# Audio Math Question

• posted

I have a question: Assme I used my computer to make a 20Hz audio track and a 20kHz audio track (both having the same amplitude), I burn it to CD, and play it on my stereo.

How does the sound waves add together so you hear the 20Hz and the 20kHz at the exact same time (assuming I have seperate sub-woofer and a tweeter)?

If you took the average of 20 and 20,000, you'd get (rounding off) 10,000 and would get a combiation of the two numbers.

So how are both sounds reproduced at the same time?

• posted

Take pencil and paper and draw a long wave one or two periods across the page.

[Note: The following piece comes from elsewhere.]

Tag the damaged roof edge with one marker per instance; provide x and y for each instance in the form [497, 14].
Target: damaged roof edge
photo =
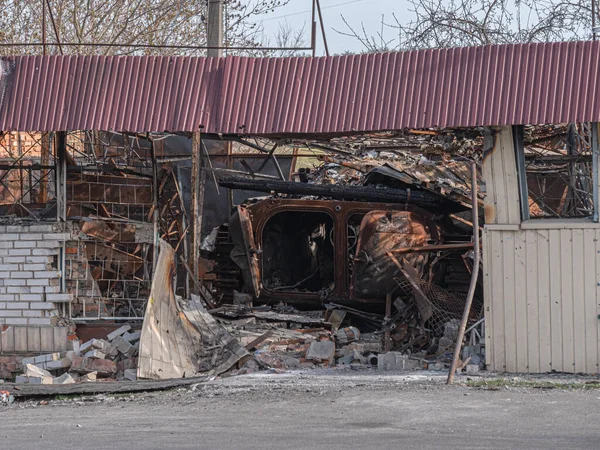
[456, 87]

That represents the 20Hz sound.

Now consider the 20 Hz wave trace your reference and draw on top of that a fast mowing wave with several cycles within one of the 20Hz periods (1000 cycles to be in scale but to understand is enough to draw 10 or 20).

Now you have a fast (HI Freq, packed with many cycles) wave superimposed (on top) of the Low frequency wave.

Mathematically is the sum of two sinusoid at different frequencies.

When the amplifier reproduce this voltage and drives the loudspeaker, the loudspeaker cone follows the complex waveform vibrating very fast around a central position that also moves slowly.

The resulting sound is exactly the 2 frequencies 20Hz and 20kHz and you could hear them you could sense them separately.

A more interesting experiment is to superimpose, let'say a 1000Hz and a

1010Hz then the two sinewaves will add and reinforce each other for 1/20 of a second and then the 1010Hz will be 1/2 cycle ahead of the other and be out of phase and the 2 waves will tend to erase each other for another 1/20 of a second.